L'amour d'un père
Établir un contact visuel avec son fils, réussir à lui faire une étreinte sans être repoussé, le voir se calmer par lui-même à la suite d’une crise, voilà quelques-unes des « petites victoires » qu’Yvon Roy décrit avec une infinie tendresse dans la bédé qu’il vient de lancer cette semaine.
Dès son plus jeune âge, Olivier (son nom fictif) a été entouré de spécialistes (ergothérapeute, orthophoniste, neuropsychologue) qui l’ont aidé à cheminer, mais son père a pris d’énormes libertés pour aider son fils.
« Les gens appliquent une procédure d’intervention qui est générique, mais les parents doivent explorer d’autres avenues, c’est eux qui connaissent le mieux leur enfant ! », nous dit le bédéiste qui a mis tout son temps et sa créativité au service d’Olivier.
Au lieu d’enlever les poussières qui flottaient dans son bain (et qui provoquaient des crises), il en a rajouté jusqu’à le désensibiliser ; au lieu de s’en tenir à un discours concret (étant donné la difficulté des enfants autistes d’assimiler des concepts abstraits), il lui a raconté des histoires invraisemblables ; au lieu de faciliter ses routines, il changeait la disposition des meubles pendant la nuit !
« Il y a des gens qui pensent qu’il faut respecter l’état des enfants autistes, mais à un moment donné, il faut faire quelque chose pour les aider à s’en sortir, croit Yvon Roy. À force de les respecter, on ne fait rien ! Parfois, il faut aller au front. Moi, j’ai fait beaucoup d’enseignement par le sport, j’ai beaucoup travaillé avec lui, mais il a fallu que j’entre en contact avec lui. »
Pour établir ce contact, Yvon Roy a inventé un jeu. Dès que son fils le regardait brièvement, il s’approchait de lui. Dès que ses yeux fuyaient, il s’éloignait. Petit à petit, le petit Olivier a compris qu’il fallait regarder son père pour avoir son attention. « Je me disais que s’il n’y avait pas de contacts visuels, il n’y avait pas de contact tout court, donc pas d’échange et d’enseignement possibles. »
Comment se fait-il que personne n’ait pensé à ça avant ? « Je crois que les spécialistes sont bousculés entre les différentes écoles de pensées, répond-il. Il y en a qui pensent qu’il ne faut pas brusquer l’enfant, que ça peut juste le perturber. Mais il est déjà lourdement taxé ! Il faut prendre des chances. On vit aussi une époque où on craint les poursuites, on craint les reproches. Les parents sont très inquisiteurs. Il y a une peur d’innover... »

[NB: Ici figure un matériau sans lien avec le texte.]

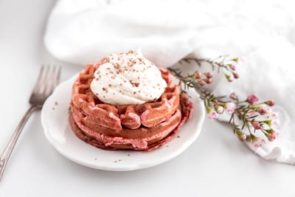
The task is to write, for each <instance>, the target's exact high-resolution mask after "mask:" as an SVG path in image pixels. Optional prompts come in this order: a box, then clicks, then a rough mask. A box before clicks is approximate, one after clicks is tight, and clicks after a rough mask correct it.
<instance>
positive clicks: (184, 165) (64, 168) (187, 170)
mask: <svg viewBox="0 0 295 197" xmlns="http://www.w3.org/2000/svg"><path fill="white" fill-rule="evenodd" d="M53 4H54V1H53V0H43V1H40V0H26V1H17V0H0V74H1V75H0V76H1V78H0V90H1V96H0V103H2V105H1V110H0V120H1V128H0V147H1V148H3V146H4V144H5V143H6V142H7V140H8V139H9V136H10V134H11V133H12V131H13V129H14V128H15V126H16V125H17V123H18V121H19V119H20V117H21V116H22V114H23V113H24V112H25V110H26V109H27V107H28V103H27V100H28V97H29V95H30V91H31V89H32V86H33V84H34V83H35V80H36V76H37V74H38V72H39V67H40V65H41V64H50V63H58V64H62V65H63V73H62V79H67V78H68V77H70V76H71V75H72V74H73V73H75V72H77V71H78V70H79V69H80V68H79V67H77V66H73V65H69V64H66V63H62V62H58V61H57V60H55V59H54V58H52V57H50V56H49V55H48V53H47V52H46V50H45V49H44V46H43V42H42V35H43V32H44V27H45V23H46V17H47V15H48V13H49V11H50V9H51V7H52V6H53ZM294 183H295V167H294V166H288V165H284V164H277V163H272V162H267V161H264V160H262V159H260V158H258V157H257V156H256V155H254V154H253V153H252V152H250V151H249V150H248V149H247V148H246V147H245V146H243V145H242V144H241V143H240V142H239V141H238V140H236V139H235V137H234V136H233V134H232V133H231V131H229V130H226V129H225V128H223V127H222V126H220V125H218V124H216V123H215V122H212V121H206V122H205V125H204V128H203V131H202V133H201V135H200V137H199V138H198V140H197V141H196V142H195V143H194V144H193V145H192V146H191V147H190V148H189V149H188V150H186V151H185V152H184V153H183V154H182V155H180V156H179V157H177V158H176V159H173V160H172V161H170V162H168V163H165V164H162V165H160V166H157V167H153V168H150V169H146V170H140V171H133V172H104V171H99V170H93V169H89V168H86V167H83V166H80V165H78V164H75V163H73V162H71V161H69V160H67V159H66V158H64V157H62V156H61V155H60V154H59V153H57V152H56V151H55V150H54V148H53V147H52V146H51V145H50V144H49V143H48V142H47V141H46V139H45V137H44V134H43V130H42V127H41V123H40V113H36V114H34V115H33V117H32V118H31V120H30V121H29V123H28V124H27V126H26V128H25V130H24V132H23V134H22V136H21V139H20V141H19V143H18V144H17V147H16V149H15V151H14V154H13V156H12V158H11V160H10V162H9V164H8V166H7V171H6V173H5V176H4V178H3V180H2V181H1V182H0V197H18V196H21V197H39V196H42V197H53V196H58V197H59V196H63V197H64V196H71V197H76V196H77V197H81V196H83V197H90V196H104V197H107V196H117V195H120V196H143V197H145V196H146V197H150V196H160V195H161V196H185V197H189V196H194V197H195V196H219V195H220V196H227V197H231V196H266V195H267V196H269V197H271V196H284V197H286V196H295V187H294Z"/></svg>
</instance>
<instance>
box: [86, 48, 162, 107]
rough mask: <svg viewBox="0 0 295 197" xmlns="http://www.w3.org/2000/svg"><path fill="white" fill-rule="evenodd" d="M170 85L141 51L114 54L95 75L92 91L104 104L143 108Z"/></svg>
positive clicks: (91, 85)
mask: <svg viewBox="0 0 295 197" xmlns="http://www.w3.org/2000/svg"><path fill="white" fill-rule="evenodd" d="M166 86H167V84H166V81H165V80H164V79H163V78H162V76H161V72H160V70H159V68H157V66H156V65H154V64H153V63H152V62H150V61H149V60H148V59H146V58H145V57H144V56H143V55H142V54H141V52H139V51H129V52H127V53H118V54H112V55H110V56H108V57H106V58H105V59H104V61H103V63H102V64H101V65H99V66H98V68H97V69H96V71H95V73H94V79H93V80H92V82H91V84H90V88H91V91H92V92H93V93H94V94H95V95H96V96H97V97H98V99H99V100H101V101H102V102H104V103H109V104H114V105H128V104H143V103H146V102H149V101H153V100H156V99H158V98H160V96H161V95H162V94H163V92H164V91H165V88H166Z"/></svg>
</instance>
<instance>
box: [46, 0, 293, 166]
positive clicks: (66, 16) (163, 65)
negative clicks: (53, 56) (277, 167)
mask: <svg viewBox="0 0 295 197" xmlns="http://www.w3.org/2000/svg"><path fill="white" fill-rule="evenodd" d="M44 41H45V46H46V47H47V49H48V51H49V52H50V53H51V54H53V55H54V56H55V57H57V58H59V59H61V60H64V61H68V62H72V63H78V64H81V65H84V64H86V63H93V62H96V61H97V60H98V59H100V58H101V57H102V56H104V55H107V54H110V53H113V52H122V51H127V50H130V49H141V50H142V52H143V54H144V55H145V56H146V57H148V58H149V59H151V60H152V61H154V62H155V63H156V64H158V65H160V66H170V65H172V64H174V63H176V62H177V61H178V60H179V59H181V58H182V57H184V56H186V55H187V54H189V53H191V52H193V51H194V52H195V53H196V54H197V55H199V56H201V57H210V58H212V57H217V56H219V55H223V54H231V55H234V56H239V57H241V58H242V60H243V61H242V64H241V65H240V67H239V73H240V75H241V79H239V80H238V81H236V82H235V83H232V84H231V85H230V86H229V85H228V84H225V82H223V81H221V82H220V83H219V84H218V87H217V89H216V92H217V93H219V94H225V93H229V92H232V91H235V92H237V93H238V94H239V95H241V97H243V96H246V95H247V94H250V93H256V94H257V95H259V96H260V97H261V98H262V99H270V98H272V99H274V100H275V101H276V104H277V108H276V110H278V111H279V113H280V120H281V128H280V133H279V136H278V139H277V140H276V141H275V142H272V143H266V144H264V145H263V146H262V147H260V148H257V149H252V150H253V151H254V152H255V153H257V154H258V155H260V156H261V157H263V158H265V159H273V160H276V161H279V162H285V163H289V164H295V132H294V131H293V128H295V122H294V121H293V119H294V117H295V108H294V103H295V77H294V76H295V68H294V65H293V64H294V62H293V57H294V56H295V46H294V44H295V14H294V12H293V11H292V1H279V0H278V1H275V0H273V1H270V0H261V1H256V0H249V1H242V0H238V1H235V0H232V1H231V0H225V1H218V0H211V1H194V0H186V1H185V0H162V1H158V0H120V1H119V0H87V1H85V0H60V1H58V2H57V4H56V6H55V7H54V9H53V10H52V12H51V15H50V17H49V19H48V24H47V29H46V32H45V36H44Z"/></svg>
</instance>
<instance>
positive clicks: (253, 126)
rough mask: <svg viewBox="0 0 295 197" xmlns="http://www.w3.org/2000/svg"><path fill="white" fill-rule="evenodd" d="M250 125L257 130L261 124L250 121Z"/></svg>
mask: <svg viewBox="0 0 295 197" xmlns="http://www.w3.org/2000/svg"><path fill="white" fill-rule="evenodd" d="M251 124H252V126H253V128H254V129H257V130H259V129H261V124H260V123H259V122H257V121H252V122H251Z"/></svg>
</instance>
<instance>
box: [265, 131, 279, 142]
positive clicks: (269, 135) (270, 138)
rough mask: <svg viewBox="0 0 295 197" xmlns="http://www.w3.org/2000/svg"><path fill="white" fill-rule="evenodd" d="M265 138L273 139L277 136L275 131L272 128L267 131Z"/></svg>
mask: <svg viewBox="0 0 295 197" xmlns="http://www.w3.org/2000/svg"><path fill="white" fill-rule="evenodd" d="M267 138H268V140H269V141H274V140H275V139H276V138H277V132H275V131H274V130H270V131H269V132H268V135H267Z"/></svg>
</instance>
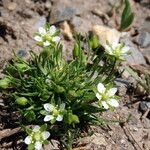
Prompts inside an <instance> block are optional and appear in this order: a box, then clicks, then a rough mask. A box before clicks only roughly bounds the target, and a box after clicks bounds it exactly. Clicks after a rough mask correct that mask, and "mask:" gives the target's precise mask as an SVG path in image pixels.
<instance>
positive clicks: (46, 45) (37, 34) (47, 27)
mask: <svg viewBox="0 0 150 150" xmlns="http://www.w3.org/2000/svg"><path fill="white" fill-rule="evenodd" d="M34 40H35V41H37V44H38V45H40V46H42V47H48V46H55V45H56V44H57V43H58V42H59V41H60V37H59V36H58V32H57V29H56V27H55V26H50V27H45V28H44V27H40V28H39V29H38V33H37V34H36V36H35V37H34Z"/></svg>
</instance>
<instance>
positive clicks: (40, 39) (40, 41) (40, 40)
mask: <svg viewBox="0 0 150 150" xmlns="http://www.w3.org/2000/svg"><path fill="white" fill-rule="evenodd" d="M34 40H35V41H37V42H42V37H40V36H35V37H34Z"/></svg>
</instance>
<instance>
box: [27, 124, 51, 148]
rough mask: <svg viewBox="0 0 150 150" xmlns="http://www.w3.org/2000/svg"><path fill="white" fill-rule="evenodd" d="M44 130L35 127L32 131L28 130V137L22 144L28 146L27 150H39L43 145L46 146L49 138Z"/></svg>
mask: <svg viewBox="0 0 150 150" xmlns="http://www.w3.org/2000/svg"><path fill="white" fill-rule="evenodd" d="M44 129H45V128H43V127H42V126H41V127H40V126H38V125H36V126H35V127H34V128H33V130H31V129H28V131H29V132H28V134H29V135H28V136H27V137H26V138H25V140H24V142H25V143H26V144H27V145H28V149H31V150H33V149H35V150H41V149H42V145H43V144H45V143H46V144H48V141H47V139H48V138H49V136H50V133H49V132H48V131H44Z"/></svg>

Même si Olivier était suivi de près par des spécialistes, est-ce que ses méthodes les ont choqués ? « Jamais. Il y a même une intervenante qui est venue à la maison pour noter tous les trucs que j’utilisais, parce qu’il y a encore beaucoup à apprendre. La description de l’autisme est très vague face à toute la diversité. Deux intervenantes ont essayé quelques-uns de mes trucs dans un centre à Laval et je me souviens d’un appel où l’une d’elles me disait : Yvon, ça fonctionne avec tous les enfants ! »
« Le côté ludique vient souvent des pères, le côté tendresse de la mère, remarque Yvon Roy. Souvent, on ne parlait qu’à sa mère, comme si j’étais transparent. Donc, ce livre s’adresse beaucoup aux pères. Il faut qu’ils s’imposent, qu’ils s’investissent, qu’ils explorent et qu’ils essaient des trucs. »
OIivier a fait la transition vers une école normale au primaire. Aujourd’hui âgé de 12 ans, il fréquente une école secondaire. « Il écrit un français presque sans faute, alors qu’on nous disait qu’il pourrait ne jamais pouvoir lire ou écrire. Donc, oui, ça donne beaucoup d’espoir. »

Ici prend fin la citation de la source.